Kaldı ki, Afrin’de PKK uzantısı PYD varlığının gücünün kırılmasının, Rusların Beşar Esad rejimini ayakta tutma, rejimi güçlendirme stratejisiyle çelişen hiçbir yönü yoktur. Moskova, muhtemelen nihai bir çözümde Afrin bölgesinin eninde sonunda Şam’daki merkezi otoriteye bırakılacağı yolunda bir kabulle hareket etmektedir.
Gelişmelerin sürpriz sonuçlarından biri, Türkiye ile 2011’den beri çatışma içinde olduğu Beşar Esad rejimi arasında adı konmamış zımni bir çıkar örtüşmesini belirginleştirmiş olmasıdır. Başbakan Binali Yıldırım’ın önceki gün gazete yöneticileriyle görüşmesinde Suriye rejimi ile bazı temasların yapıldığını gizlememesi ve “Şu anda geldiğimiz noktada rejim de işin bir parçası, bunu da görmemiz lazım. Yok sayamayız” şeklinde konuşması, bu örtüşmenin çarpıcı bir ifadesidir.
Krizin seyrinin Rusya ile yakınlaşmaya karşıt bir eksende Türkiye ile ABD’yi birbirinden biraz daha uzaklaştırdığı söylenebilir. ABD’nin PYD’ye “ek bir lojistik destekte bulunup bulunamayacağı” yolundaki bir soru üzerine Başbakan Yıldırım’ın “Bu bölgeye yönelik her türlü lojistik destek bu operasyonun hedefidir. Bu kadar açık ve net söylüyorum” şeklindeki sözlerinin altı özellikle çizilmelidir. Başbakan, koşullar gerektirirse Türkiye’nin sahada ABD’yi de hedef alabileceğini söylemiş olmaktadır.

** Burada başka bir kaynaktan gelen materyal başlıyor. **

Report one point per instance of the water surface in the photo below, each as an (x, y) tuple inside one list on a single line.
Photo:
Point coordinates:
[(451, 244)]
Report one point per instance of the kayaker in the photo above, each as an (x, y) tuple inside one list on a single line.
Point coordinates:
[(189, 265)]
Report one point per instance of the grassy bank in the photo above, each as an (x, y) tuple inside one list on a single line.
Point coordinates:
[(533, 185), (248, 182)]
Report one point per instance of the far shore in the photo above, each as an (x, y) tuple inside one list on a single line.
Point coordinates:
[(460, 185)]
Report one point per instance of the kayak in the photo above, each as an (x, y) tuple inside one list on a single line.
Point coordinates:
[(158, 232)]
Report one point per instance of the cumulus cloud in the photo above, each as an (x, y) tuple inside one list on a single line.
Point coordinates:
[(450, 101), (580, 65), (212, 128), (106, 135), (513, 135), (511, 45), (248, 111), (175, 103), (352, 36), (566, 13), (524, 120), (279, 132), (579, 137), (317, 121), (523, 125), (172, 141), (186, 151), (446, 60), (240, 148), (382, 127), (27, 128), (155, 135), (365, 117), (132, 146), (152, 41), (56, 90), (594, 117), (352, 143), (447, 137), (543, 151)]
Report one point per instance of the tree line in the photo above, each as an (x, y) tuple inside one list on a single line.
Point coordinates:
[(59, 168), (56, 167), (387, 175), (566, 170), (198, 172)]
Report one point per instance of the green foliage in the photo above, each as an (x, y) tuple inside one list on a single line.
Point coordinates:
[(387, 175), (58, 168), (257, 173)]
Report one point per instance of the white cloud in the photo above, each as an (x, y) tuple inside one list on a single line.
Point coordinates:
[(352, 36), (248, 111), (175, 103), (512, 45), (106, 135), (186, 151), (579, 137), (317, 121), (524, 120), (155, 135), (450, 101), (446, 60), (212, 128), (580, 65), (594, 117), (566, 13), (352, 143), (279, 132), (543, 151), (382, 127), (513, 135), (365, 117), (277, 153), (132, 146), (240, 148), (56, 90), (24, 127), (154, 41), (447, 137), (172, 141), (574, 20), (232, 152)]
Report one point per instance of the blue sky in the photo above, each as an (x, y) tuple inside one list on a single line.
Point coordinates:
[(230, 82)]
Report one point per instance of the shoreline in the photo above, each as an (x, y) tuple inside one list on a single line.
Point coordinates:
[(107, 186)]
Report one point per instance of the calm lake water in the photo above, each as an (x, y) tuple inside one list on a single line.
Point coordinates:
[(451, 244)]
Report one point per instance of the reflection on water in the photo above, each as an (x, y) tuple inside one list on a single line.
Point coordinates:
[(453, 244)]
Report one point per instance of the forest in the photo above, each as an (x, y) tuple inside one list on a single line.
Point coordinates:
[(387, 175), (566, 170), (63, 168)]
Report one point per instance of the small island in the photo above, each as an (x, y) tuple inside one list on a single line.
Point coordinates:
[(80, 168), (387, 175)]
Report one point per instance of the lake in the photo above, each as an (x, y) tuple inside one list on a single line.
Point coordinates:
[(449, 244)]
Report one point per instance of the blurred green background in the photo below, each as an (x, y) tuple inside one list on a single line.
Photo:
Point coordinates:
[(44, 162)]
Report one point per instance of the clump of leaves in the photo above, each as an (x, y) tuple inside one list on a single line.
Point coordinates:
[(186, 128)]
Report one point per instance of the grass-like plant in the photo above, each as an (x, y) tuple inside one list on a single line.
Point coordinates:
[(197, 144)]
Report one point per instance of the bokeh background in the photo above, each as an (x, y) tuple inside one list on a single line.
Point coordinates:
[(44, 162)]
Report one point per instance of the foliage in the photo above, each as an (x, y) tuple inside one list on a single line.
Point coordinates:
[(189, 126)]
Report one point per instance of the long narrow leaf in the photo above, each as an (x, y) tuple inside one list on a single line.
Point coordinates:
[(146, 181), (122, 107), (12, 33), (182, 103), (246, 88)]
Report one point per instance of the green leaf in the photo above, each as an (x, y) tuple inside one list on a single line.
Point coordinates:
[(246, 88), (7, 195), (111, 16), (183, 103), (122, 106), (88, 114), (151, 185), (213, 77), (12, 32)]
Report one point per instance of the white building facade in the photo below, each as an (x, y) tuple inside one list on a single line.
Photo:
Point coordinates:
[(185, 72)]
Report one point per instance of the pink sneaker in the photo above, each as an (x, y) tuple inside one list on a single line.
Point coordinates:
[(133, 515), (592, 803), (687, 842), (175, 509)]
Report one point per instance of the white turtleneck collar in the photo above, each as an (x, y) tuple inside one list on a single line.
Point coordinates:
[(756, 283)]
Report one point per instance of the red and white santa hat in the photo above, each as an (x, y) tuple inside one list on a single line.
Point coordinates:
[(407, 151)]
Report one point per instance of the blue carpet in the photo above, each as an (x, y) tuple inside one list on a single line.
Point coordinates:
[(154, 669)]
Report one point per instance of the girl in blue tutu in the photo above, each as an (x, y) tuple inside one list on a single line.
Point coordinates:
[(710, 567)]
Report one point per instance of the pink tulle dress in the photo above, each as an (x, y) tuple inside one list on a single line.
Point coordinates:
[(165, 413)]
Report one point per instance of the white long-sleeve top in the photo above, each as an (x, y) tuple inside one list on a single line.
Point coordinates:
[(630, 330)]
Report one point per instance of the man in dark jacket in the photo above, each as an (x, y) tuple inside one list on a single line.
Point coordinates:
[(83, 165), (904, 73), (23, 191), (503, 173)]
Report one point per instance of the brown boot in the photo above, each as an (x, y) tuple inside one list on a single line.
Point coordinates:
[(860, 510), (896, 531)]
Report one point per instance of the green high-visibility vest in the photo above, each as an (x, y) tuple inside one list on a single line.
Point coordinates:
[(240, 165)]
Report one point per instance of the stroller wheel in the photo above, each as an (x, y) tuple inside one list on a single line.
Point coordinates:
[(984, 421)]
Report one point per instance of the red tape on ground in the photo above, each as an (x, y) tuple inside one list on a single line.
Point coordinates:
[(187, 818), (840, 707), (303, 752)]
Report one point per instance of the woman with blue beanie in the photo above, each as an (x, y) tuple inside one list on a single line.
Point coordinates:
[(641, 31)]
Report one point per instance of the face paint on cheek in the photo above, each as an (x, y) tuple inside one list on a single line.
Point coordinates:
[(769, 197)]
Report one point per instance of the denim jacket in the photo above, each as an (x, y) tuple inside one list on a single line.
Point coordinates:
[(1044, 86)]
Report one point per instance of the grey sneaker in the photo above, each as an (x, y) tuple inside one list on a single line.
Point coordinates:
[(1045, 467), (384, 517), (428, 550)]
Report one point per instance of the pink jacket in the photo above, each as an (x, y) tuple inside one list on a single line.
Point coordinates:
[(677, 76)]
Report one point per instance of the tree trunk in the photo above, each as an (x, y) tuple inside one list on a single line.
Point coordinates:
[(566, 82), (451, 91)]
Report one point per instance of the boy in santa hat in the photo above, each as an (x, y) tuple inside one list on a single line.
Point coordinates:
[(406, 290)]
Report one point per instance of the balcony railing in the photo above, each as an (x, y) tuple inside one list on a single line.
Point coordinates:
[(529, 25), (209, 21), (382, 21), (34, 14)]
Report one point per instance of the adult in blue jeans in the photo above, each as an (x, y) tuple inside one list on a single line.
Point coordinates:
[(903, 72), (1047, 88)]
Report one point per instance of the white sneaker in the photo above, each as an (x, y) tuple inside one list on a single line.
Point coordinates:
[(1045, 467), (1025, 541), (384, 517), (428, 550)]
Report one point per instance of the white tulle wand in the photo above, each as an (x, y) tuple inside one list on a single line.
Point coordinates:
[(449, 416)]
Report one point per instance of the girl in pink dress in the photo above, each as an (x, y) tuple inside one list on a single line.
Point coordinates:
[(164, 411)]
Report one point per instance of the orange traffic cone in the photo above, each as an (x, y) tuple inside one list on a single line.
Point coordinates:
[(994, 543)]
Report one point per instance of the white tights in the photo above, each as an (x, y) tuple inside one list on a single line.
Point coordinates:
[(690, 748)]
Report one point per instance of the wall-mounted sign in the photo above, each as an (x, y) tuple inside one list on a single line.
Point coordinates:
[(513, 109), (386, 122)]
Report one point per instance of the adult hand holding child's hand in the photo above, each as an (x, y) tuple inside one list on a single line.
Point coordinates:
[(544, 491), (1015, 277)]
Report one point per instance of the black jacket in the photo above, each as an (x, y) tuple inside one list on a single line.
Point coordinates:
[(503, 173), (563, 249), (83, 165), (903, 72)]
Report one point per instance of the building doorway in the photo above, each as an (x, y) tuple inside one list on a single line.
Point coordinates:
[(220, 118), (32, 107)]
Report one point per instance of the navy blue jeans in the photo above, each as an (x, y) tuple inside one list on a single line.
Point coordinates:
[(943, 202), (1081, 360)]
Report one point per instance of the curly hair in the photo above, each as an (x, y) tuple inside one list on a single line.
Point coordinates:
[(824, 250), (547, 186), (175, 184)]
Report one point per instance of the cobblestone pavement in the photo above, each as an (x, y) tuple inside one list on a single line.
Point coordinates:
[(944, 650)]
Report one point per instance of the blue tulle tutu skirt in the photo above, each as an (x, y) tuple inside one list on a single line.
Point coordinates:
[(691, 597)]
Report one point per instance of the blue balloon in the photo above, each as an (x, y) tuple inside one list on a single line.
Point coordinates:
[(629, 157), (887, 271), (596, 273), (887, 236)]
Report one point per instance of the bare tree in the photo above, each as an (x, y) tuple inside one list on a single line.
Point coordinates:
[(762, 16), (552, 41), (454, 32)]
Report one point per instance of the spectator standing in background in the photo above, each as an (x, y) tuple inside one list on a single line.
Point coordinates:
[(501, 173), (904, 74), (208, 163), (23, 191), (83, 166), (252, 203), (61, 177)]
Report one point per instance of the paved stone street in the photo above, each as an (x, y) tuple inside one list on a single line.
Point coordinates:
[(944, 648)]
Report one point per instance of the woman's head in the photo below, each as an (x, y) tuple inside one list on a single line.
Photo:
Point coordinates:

‘Zeytin Dalı’ harekâtı, güvenlik kaygıları açısından Türkiye’yi rahatlatacak bir nitelik taşıyor. Afrin bölgesi Azez’den başlayıp Türkiye-Suriye sınırı boyunca önce kuzeybatıya doğru giden, oradan aşağı güneybatıya doğru yönelen 130 kilometre uzunluğunda, 20-30 km derinliğinde bir güvenlik kuşağı ile çevrilecektir. Bu, fiiliyatta Türkiye’nin Hatay ve Kilis’te Suriye’ye bitişik olan sınırının 20-30 km kadar bu ülkenin içine doğru genişlemesi sonucunu doğuracaktır. Bu genişleme, Türkiye’ye sınır boyunca bu coğrafyada PKK’dan gelebilecek tehdidi uzağında tutabilmesi imkânını verecektir.
Buradaki kilit soru, birinci aşama olarak tanımlanan güvenlik kuşağının sahada tamamlanmasından sonra TSK’nın ikinci aşamada bölgenin tam ortasında yer alan Afrin şehrinin merkezine girip girmeyeceğidir. Başbakan Yıldırım, bu konuda “İlk hedeften sonra gerek Afrin merkezinde gerekse diğer bölgelerde yerleşik bu terör örgütlerinin yok edilmesi için çalışma yapılacak” diyerek, şehir merkezini de açık bir hedef olarak gösteriyor.
PYD’nin de şehirde direnme kararı alması halinde, harekâtın ikinci aşaması TSK-Özgür Suriye Ordusu ittifakı ile PYD arasında bir şehir savaşına dönüşme potansiyeli taşıyabilir. Şehir merkezinde farklı etnik gruplardan kalabalık bir sivil nüfusun yaşaması, kuşkusuz şehir savaşı seçeneği değerlendirilirken dikkate alınması gereken bir durumdur.